[Editorial] Zombie companies


The growing number of “zombie companies” — firms that do not earn enough profit to pay tax and make interest payments — is becoming a major risk factor for the Korean economy.

According to recent data from Chaebul.com, an online corporate tracker, the number of listed corporations that logged pretax operating losses last year amounted to 541, or 31.1 percent of the total. The proportion, the highest in five years, marked a 2 percent increase from 29.1 percent in 2010.

The number of companies whose operating profits fell short of paying interest on their debts for three consecutive years rose by 22 percent from 2,698 in 2009 to 3,295 in 2014. As of June, the proportion of nonperforming corporate bonds held by local banks stood at 1.5 percent, up from 1.32 percent at the end of 2012. Bank loans extended to companies with impaired capital amounted to about 52 trillion won ($44 billion).

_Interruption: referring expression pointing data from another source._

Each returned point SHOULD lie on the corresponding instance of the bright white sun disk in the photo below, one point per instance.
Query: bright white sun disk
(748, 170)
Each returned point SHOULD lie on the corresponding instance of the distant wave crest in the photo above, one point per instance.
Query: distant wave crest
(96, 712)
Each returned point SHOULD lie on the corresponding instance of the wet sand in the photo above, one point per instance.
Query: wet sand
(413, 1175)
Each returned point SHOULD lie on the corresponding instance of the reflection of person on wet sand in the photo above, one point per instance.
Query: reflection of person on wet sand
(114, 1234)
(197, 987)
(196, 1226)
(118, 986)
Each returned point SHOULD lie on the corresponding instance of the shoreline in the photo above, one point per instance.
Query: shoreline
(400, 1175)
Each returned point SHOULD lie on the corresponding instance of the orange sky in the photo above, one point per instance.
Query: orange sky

Liquidating failed businesses is a key part of structural economic reforms that are needed to contain a possible fallout from the worsening external conditions, including the slowdown in China, and boost its competitiveness.

The U.S. Federal Reserve’s decision last week to leave its benchmark rate unchanged cannot be a reason for economic policymakers here to ease structural reform efforts. With the U.S. rate hike almost certain to come within this year, they should accelerate efforts to reduce internal risk factors in order to lessen its possible impact on the Korean economy.

The government has vowed to implement measures to address the zombie company problem. But it has failed to follow up the pledge by taking concrete action.

The delay in tackling the problem will only increase the cost of liquidating failed corporations and leave deeper scars on the economy. Bureaucrats may be tempted to avoid taking on the painful work. But they should recognize that their evasive attitude may cause greater pain to the economy.

As a recent report by a state-run think tank noted, the Korean economy is approaching a crucial juncture where it can move forward on the back of effective structural reforms or may be stuck in low growth over the long term. Unless structural problems are tackled squarely and thoroughly, corporate earnings will continue to drop and young people will find it harder to find decent jobs.

Funneling bank loans into promising enterprises, not zombie companies, is necessary to create more jobs that match the expectations of young, educated job seekers.

The Financial Services Commission scrapped a plan to establish a corporate restructuring vehicle Thursday. The abrupt withdrawal of the plan — which was announced only six days earlier — was due to objections from local commercial banks that were supposed to raise funds for the envisioned institution. Instead, an existing company set up to dispose of nonperforming loans will be reshaped to assume the function.

The moves by the FSC, which is in charge of stabilizing and advancing the financial industry, suggested government officials had not been thinking hard about effective ways to carry out corporate restructuring. They seemed to have put forward a half-baked idea to show they were addressing the problem.

There is no time to waste on discussing how to liquidate failed businesses. Swift actions should be taken under specific plans.

In this respect, the government can and should demonstrate its firm will to push through structural reforms by liquidating about 300 zombie companies that stay afloat on bailouts from state-run banks.